Grounds 8, 9, 10 and 11
[36] Counsel argued these grounds together. He contended that the judge erred by failing to apply an appropriate discount in the sentence for:
(i) the appellant's guilty plea;
(ii) the fact that the appellant had no record of offences;
(iii) the appellant's cooperation with the police by making oral as well as written statements; and
(iv) his expression of remorse.
[37] Mr. Boardi submitted that the trial judge gave a discount of 4 years for the appellant's guilty plea. The judge then applied a discount of 1 year for having a clean record, cooperation with the police and remorse. According to counsel, the discount for the guilty plea was just 13% and that for the other factors just 3%. These discounts, counsel submitted, were out of step with the jurisprudence and generally recognised sentencing principles. He relied on Pierre Lorde v R (2006) 73 WIR 28 (Pierre Lorde), R v Hurley, Director of Public Prosecutions Reference No. 2 of 2010, and Reduction in Sentence for a Guilty Plea: Definitive Guideline, English Sentencing Council, July 2007.
[38] Counsel also contended that the judge's comment that the appellant's expression of remorse to the probation officer that he was ''saddened to hear of the death of the victim" and that "she was a good girl" who had never shown him "a bad face" suggested a level of detachment from the victim which was disconcerting caused the judge not to give the appellant the appropriate discount for this factor.
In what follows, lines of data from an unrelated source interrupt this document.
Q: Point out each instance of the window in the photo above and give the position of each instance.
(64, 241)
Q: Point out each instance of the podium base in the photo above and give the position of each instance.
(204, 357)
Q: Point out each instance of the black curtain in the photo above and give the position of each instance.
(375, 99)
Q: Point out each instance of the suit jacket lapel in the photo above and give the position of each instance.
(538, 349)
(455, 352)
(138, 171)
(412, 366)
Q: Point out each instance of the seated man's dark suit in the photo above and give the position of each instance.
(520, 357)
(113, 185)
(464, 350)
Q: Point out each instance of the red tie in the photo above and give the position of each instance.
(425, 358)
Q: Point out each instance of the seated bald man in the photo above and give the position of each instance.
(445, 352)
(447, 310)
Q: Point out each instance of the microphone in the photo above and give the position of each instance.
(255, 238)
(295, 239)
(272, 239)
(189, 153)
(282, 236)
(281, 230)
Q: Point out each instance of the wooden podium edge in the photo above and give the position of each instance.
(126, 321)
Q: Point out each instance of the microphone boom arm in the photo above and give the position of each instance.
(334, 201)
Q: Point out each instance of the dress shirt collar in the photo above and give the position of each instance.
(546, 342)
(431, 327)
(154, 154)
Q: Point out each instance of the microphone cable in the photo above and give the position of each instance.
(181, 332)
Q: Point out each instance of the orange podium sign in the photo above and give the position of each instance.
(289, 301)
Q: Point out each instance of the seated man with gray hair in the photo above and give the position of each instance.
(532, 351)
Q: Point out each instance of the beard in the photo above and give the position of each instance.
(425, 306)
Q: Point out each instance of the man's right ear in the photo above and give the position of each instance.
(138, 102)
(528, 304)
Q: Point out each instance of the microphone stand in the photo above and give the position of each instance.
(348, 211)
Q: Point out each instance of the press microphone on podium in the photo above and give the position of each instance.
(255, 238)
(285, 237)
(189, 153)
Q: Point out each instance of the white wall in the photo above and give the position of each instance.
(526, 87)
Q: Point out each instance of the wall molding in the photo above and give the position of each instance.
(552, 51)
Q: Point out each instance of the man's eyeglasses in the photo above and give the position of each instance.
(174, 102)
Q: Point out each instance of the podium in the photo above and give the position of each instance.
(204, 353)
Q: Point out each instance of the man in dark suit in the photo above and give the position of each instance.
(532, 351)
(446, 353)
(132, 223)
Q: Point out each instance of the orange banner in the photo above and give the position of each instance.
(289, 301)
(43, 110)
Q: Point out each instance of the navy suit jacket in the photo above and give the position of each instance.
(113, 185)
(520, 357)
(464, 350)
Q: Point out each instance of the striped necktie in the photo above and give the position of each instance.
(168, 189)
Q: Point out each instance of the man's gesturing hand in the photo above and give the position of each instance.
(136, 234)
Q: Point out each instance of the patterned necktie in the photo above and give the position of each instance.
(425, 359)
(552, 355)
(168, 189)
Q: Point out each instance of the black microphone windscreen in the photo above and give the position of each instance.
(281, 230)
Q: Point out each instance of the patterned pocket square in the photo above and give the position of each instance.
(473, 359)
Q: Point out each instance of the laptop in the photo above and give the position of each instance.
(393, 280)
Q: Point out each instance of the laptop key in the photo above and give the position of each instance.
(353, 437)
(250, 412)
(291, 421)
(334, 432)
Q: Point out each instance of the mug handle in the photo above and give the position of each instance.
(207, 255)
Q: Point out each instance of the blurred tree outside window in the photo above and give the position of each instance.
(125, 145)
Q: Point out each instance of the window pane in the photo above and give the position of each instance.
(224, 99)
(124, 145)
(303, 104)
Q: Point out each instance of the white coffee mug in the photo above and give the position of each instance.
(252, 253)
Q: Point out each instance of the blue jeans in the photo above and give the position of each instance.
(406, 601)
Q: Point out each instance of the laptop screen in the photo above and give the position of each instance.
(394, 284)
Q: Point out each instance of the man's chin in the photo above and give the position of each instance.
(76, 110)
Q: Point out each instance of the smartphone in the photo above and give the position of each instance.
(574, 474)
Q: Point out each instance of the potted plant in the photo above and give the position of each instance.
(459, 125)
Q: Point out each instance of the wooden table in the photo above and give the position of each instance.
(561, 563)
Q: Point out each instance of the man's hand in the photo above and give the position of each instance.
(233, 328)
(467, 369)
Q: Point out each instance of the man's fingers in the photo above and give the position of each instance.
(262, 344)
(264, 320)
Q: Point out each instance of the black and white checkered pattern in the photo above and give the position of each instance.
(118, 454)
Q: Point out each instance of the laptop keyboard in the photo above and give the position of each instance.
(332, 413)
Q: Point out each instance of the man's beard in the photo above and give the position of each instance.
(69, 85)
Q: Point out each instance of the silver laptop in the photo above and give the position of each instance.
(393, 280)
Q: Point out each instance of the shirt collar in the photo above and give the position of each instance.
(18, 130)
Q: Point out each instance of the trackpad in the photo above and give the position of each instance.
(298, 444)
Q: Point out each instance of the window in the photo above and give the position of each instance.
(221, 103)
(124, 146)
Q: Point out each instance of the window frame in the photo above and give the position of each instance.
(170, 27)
[39] Ms. Delaney's response to these submissions was that the appellant pleaded guilty about two years after his committal. It therefore could not be said that the appellant had availed himself of the opportunity to plead guilty at the earliest opportunity. In the circumstances no appreciable discount could be given. Counsel also submitted that the trial judge was entitled to give a minimal discount for the other mitigating factors, given the severity and circumstances of this case.
[40] We consider that there is no justification for counsel's complaint in relation to the matter of remorse. In our view the judge's characterisation of the appellant's remorse did not cause her to err in determining the appropriate discount for this factor.
Ground 12
[41] The final ground was that the sentence was too severe in all the circumstances. Mr. Boardi submitted that the sentence is out of step with the jurisprudence in that it had the effect of giving the appellant a longer sentence than others guilty of similar conduct. Mr. Boardi relied on R v Curtis Foster, Director of Public Prosecutions Reference No. 1 of 2010 and Bend and Murray v R, Criminal Appeals Nos. 19 and 20 of 2001.
[42] Ms. Delaney countered this submission this way. According to counsel, the trial judge correctly followed the approach to sentencing as outlined by this Court in Pierre Lorde. She considered the aggravating and mitigating factors relevant to the offence and the offender. The sentence imposed was not manifestly excessive or wrong in principle and on that basis this ground should fail.
[43] This Court has been at pains to point out in its many decisions that sentencing is an individualised process and what is important is that a judge demonstrates that the correct principles have been applied. As Mason JA stated at para 53 of Lorenzo Jordan:
'' [53] .....It must be recognised that since sentencing is an inherently individualised process, sentences for a particular offence must be expected to vary depending on the particular circumstances and therefore comparison with other cases becomes a difficult exercise."
[44] Having regard to the facts and circumstances of this case, we are satisfied that the sentence imposed in this case was entirely appropriate.
Disposal
[45] Accordingly the appeal is dismissed. The sentence is hereby confirmed.